I can remember doing this twice. But as I got older, I was scared to even stand there and look at the birds. Aggie later talked to me about the ghost in her house.
I remember much later, when I was a teenager, staying with Aggie for a few weeks in the summer. I slept in the upstairs bedroom, just over the room with the bird wallpaper. Aggie was sleeping in the room with the birds. When I went to bed, I took a few cats in with me so I would feel safe from the ghost. Before getting into bed, I turned off the lamp that was standing halfway across the room and went to sleep.

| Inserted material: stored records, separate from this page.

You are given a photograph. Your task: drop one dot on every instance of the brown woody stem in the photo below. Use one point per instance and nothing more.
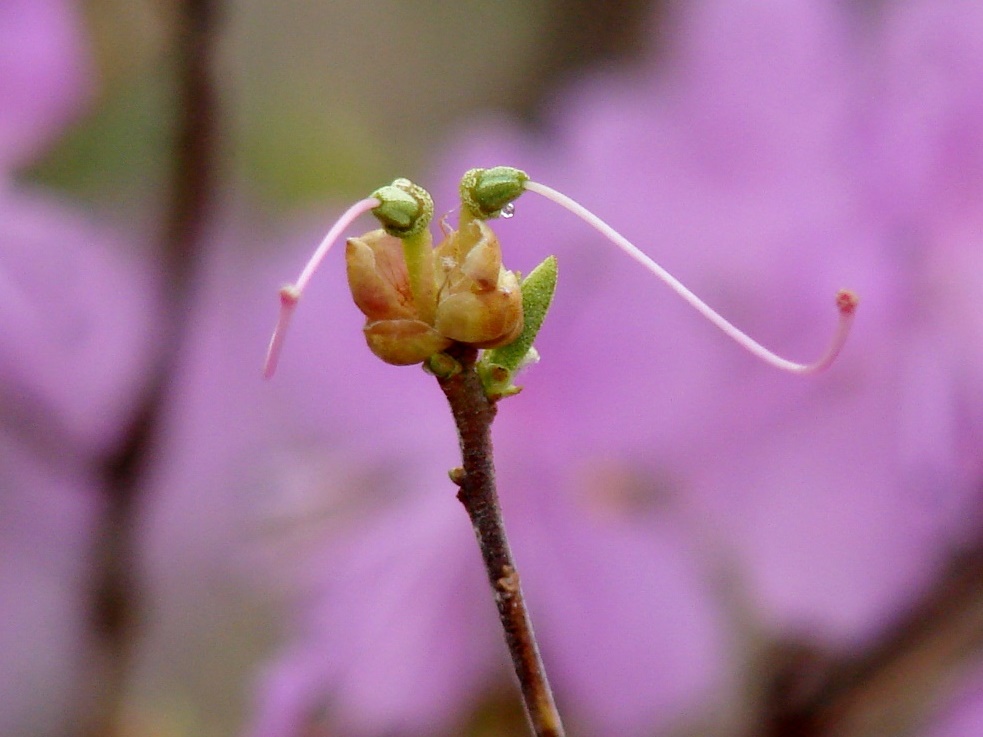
(473, 414)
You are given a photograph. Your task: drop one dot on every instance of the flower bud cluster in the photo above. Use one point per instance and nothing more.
(418, 300)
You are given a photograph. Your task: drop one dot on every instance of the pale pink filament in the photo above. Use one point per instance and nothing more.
(846, 301)
(290, 293)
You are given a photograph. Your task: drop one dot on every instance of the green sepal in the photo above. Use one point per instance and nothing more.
(498, 366)
(485, 192)
(442, 366)
(405, 209)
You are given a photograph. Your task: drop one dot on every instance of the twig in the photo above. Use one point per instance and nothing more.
(473, 414)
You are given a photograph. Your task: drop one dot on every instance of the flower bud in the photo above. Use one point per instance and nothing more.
(480, 301)
(469, 298)
(485, 192)
(405, 209)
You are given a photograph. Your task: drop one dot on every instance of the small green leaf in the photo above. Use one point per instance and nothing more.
(498, 366)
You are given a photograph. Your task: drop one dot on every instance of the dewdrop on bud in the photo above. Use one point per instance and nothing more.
(486, 192)
(417, 299)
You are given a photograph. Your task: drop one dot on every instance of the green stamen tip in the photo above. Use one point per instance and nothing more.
(405, 209)
(486, 192)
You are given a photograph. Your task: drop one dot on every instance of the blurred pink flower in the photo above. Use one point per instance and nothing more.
(45, 73)
(74, 338)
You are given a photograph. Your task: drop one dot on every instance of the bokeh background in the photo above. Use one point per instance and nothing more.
(707, 546)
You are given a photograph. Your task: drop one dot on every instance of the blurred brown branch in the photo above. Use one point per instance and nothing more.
(116, 604)
(892, 688)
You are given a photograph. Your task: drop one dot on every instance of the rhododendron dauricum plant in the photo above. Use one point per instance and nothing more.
(440, 306)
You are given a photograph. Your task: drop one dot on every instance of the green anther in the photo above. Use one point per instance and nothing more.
(498, 365)
(486, 192)
(405, 209)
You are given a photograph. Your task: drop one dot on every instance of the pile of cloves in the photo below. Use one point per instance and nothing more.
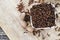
(43, 15)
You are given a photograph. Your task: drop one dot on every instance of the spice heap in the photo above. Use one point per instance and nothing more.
(43, 15)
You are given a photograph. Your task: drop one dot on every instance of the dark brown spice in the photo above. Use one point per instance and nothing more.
(36, 32)
(43, 15)
(27, 18)
(56, 15)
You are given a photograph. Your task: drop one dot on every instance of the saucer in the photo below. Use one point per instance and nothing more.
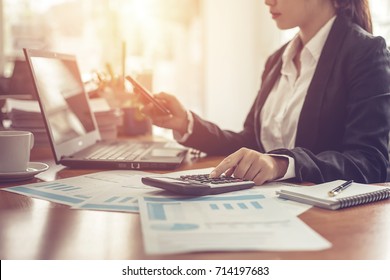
(33, 168)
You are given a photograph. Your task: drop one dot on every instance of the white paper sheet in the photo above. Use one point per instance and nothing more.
(76, 191)
(223, 223)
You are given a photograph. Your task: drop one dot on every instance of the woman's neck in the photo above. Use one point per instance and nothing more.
(318, 20)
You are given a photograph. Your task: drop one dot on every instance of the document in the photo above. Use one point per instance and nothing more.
(97, 190)
(222, 223)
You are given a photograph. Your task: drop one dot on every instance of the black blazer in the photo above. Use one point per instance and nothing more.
(344, 124)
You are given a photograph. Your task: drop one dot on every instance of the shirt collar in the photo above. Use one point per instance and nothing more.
(313, 47)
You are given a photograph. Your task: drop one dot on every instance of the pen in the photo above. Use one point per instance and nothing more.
(340, 188)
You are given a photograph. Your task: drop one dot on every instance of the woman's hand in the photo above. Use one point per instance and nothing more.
(177, 120)
(252, 165)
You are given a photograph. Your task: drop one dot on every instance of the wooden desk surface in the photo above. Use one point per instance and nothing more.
(37, 229)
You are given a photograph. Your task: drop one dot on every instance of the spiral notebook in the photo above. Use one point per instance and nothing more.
(317, 195)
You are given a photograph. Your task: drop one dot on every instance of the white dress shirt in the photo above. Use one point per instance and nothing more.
(280, 114)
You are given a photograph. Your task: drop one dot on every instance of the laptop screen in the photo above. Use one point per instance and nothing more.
(63, 97)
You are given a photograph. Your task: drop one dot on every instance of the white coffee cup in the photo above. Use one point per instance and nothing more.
(15, 149)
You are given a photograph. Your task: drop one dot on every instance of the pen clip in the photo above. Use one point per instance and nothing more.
(340, 188)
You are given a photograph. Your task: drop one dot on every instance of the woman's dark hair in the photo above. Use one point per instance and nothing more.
(357, 10)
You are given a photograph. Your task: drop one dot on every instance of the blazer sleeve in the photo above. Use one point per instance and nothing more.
(209, 138)
(363, 152)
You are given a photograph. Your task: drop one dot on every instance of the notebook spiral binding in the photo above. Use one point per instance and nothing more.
(364, 198)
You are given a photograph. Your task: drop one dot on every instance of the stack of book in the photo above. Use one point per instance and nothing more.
(26, 115)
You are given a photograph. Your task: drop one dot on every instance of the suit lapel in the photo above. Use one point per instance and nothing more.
(266, 87)
(308, 125)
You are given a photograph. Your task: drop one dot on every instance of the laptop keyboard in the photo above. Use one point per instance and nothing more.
(128, 151)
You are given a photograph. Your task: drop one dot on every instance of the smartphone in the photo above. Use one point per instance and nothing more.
(148, 96)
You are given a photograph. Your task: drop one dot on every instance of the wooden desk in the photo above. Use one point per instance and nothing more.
(37, 229)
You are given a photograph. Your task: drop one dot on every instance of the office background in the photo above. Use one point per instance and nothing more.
(209, 54)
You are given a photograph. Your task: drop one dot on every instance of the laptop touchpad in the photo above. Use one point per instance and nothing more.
(165, 152)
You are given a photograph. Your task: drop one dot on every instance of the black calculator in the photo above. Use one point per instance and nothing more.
(198, 185)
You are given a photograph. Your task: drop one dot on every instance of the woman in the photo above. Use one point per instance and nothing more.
(323, 110)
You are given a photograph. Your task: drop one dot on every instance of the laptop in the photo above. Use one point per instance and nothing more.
(71, 125)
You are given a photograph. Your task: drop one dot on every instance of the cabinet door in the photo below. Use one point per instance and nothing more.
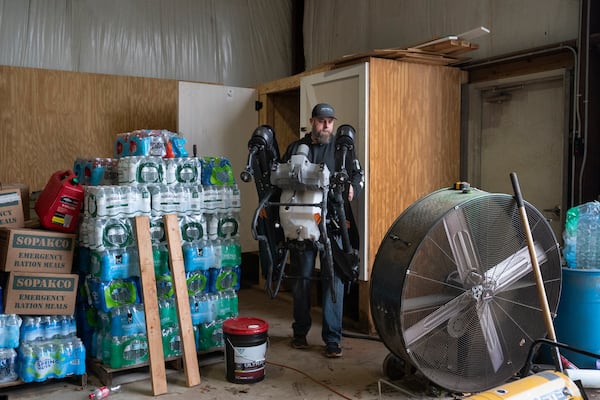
(346, 90)
(220, 120)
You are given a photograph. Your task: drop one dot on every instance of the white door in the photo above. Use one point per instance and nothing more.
(346, 90)
(220, 120)
(520, 127)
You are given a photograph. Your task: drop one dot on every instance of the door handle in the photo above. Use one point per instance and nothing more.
(554, 211)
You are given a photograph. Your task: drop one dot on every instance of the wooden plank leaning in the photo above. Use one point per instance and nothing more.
(184, 315)
(156, 358)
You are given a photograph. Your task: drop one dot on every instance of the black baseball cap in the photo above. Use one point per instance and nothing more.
(323, 110)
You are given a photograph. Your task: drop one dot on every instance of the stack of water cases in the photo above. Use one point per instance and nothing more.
(9, 341)
(156, 177)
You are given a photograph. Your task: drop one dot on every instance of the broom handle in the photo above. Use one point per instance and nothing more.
(536, 268)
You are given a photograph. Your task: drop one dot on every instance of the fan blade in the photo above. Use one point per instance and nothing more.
(461, 244)
(513, 268)
(490, 334)
(436, 318)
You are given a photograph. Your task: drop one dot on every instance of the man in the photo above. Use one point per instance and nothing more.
(322, 144)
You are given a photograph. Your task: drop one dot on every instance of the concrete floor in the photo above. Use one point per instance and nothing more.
(289, 374)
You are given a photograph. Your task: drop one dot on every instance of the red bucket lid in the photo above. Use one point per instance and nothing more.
(245, 326)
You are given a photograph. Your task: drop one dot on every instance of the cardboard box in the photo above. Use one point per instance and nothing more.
(36, 250)
(11, 208)
(40, 294)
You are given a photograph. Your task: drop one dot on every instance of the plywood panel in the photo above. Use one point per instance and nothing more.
(49, 118)
(414, 142)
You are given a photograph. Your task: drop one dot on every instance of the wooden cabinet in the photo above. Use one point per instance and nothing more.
(408, 124)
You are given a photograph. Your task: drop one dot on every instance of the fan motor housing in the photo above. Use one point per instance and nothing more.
(452, 288)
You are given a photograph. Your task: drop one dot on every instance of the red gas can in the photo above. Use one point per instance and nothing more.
(60, 202)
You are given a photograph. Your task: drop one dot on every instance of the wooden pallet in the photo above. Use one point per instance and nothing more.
(106, 375)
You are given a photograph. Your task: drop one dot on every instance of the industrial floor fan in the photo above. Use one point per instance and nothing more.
(453, 294)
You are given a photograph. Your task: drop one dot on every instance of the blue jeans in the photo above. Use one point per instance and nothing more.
(302, 263)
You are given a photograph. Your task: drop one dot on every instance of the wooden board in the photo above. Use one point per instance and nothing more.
(184, 315)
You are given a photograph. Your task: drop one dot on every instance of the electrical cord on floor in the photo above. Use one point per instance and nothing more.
(311, 378)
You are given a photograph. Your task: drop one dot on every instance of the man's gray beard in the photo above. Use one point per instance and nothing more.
(324, 139)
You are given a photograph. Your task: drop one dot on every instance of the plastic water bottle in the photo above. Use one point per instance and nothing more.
(8, 368)
(103, 392)
(588, 236)
(10, 325)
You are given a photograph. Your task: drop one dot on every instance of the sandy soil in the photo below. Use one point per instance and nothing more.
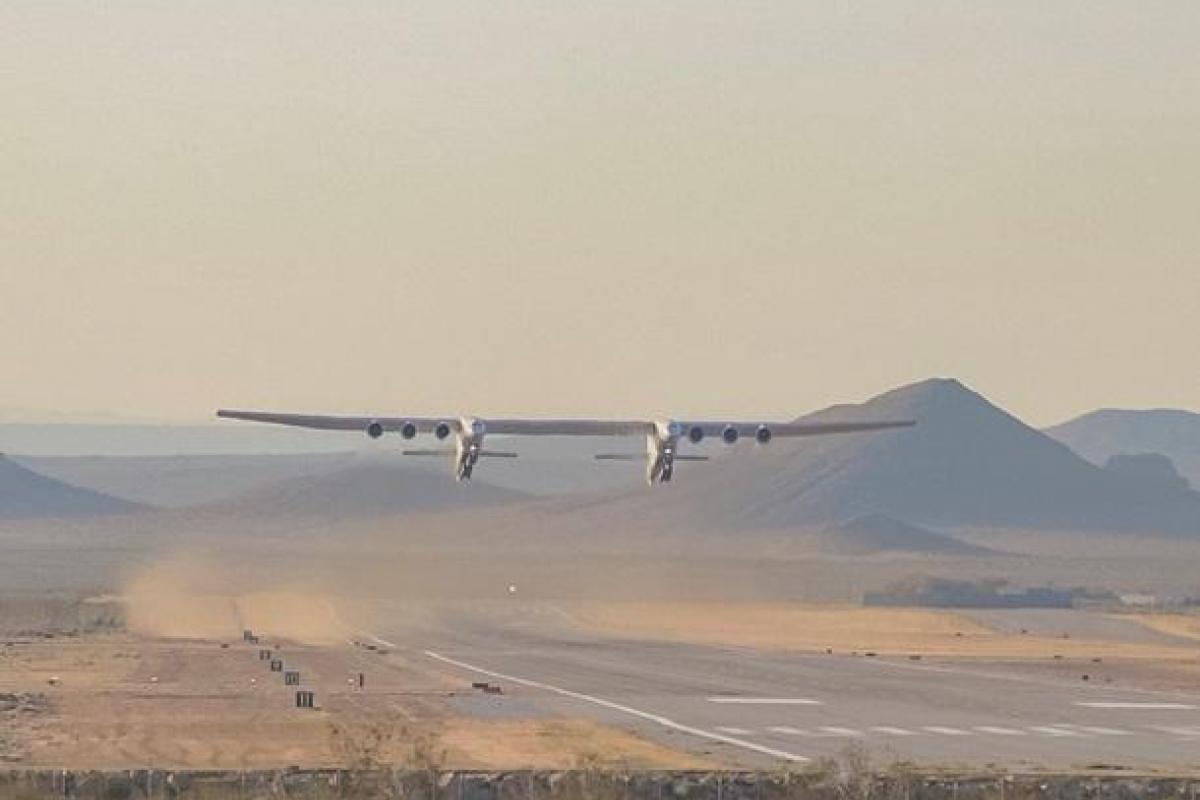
(556, 744)
(847, 629)
(126, 701)
(1185, 625)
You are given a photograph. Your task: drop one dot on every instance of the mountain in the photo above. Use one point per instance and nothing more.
(966, 464)
(1102, 434)
(24, 494)
(369, 488)
(177, 481)
(876, 533)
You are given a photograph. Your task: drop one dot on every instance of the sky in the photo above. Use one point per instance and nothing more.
(568, 208)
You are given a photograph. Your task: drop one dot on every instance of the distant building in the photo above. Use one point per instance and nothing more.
(941, 593)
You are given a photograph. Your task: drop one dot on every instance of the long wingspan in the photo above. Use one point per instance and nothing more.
(330, 422)
(663, 437)
(795, 428)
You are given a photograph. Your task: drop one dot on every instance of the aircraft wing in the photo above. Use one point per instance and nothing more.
(795, 428)
(569, 427)
(329, 422)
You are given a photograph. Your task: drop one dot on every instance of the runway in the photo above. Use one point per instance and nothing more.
(759, 709)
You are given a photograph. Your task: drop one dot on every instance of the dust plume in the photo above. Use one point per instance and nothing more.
(192, 596)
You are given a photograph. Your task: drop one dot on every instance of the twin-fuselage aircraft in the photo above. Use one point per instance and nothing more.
(663, 437)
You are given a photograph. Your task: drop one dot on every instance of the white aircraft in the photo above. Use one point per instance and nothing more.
(663, 437)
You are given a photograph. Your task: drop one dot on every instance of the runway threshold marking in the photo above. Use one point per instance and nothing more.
(624, 709)
(1151, 707)
(766, 701)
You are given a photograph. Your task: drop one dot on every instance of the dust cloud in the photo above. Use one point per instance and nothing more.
(192, 596)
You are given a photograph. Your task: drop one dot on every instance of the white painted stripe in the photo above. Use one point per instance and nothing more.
(766, 701)
(1158, 707)
(841, 732)
(1049, 731)
(1102, 732)
(624, 709)
(1177, 729)
(893, 732)
(999, 731)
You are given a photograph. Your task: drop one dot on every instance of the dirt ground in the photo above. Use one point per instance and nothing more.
(124, 701)
(1183, 625)
(893, 631)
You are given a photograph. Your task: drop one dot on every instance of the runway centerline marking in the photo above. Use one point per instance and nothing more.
(624, 709)
(892, 731)
(1150, 707)
(766, 701)
(1000, 731)
(834, 731)
(787, 731)
(946, 732)
(1051, 731)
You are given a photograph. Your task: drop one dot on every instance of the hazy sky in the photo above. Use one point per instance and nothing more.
(597, 208)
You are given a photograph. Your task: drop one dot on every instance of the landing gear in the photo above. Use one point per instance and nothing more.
(468, 456)
(660, 453)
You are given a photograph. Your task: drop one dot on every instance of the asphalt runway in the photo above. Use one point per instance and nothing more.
(760, 709)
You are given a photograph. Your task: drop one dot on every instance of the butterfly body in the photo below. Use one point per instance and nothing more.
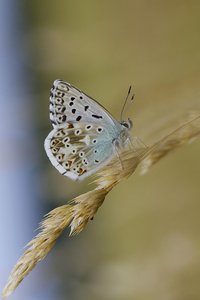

The next day, when I woke up, I saw that gooseneck lamp right next to my bed and the light was shinning in my eyes. I was going to tell Aggie, but I forgot about it. But that evening, I was in the bird room with Aggie, when Aggie asked, “Did you move a lot of furniture around the room last night?”
“No, why?” I said.
“In the middle of the night,” Aggie said, “I heard this strange sound coming from the room where you were sleeping that sounded like a piece of furniture walking around the room.”
“Wow, Aggie,” I said, “that is very strange.” Then I told her about the lamp shining in my face that morning.
“I think it was one of my ghosts playing games,” Aggie said.
I slept on the sofa in the studio after that.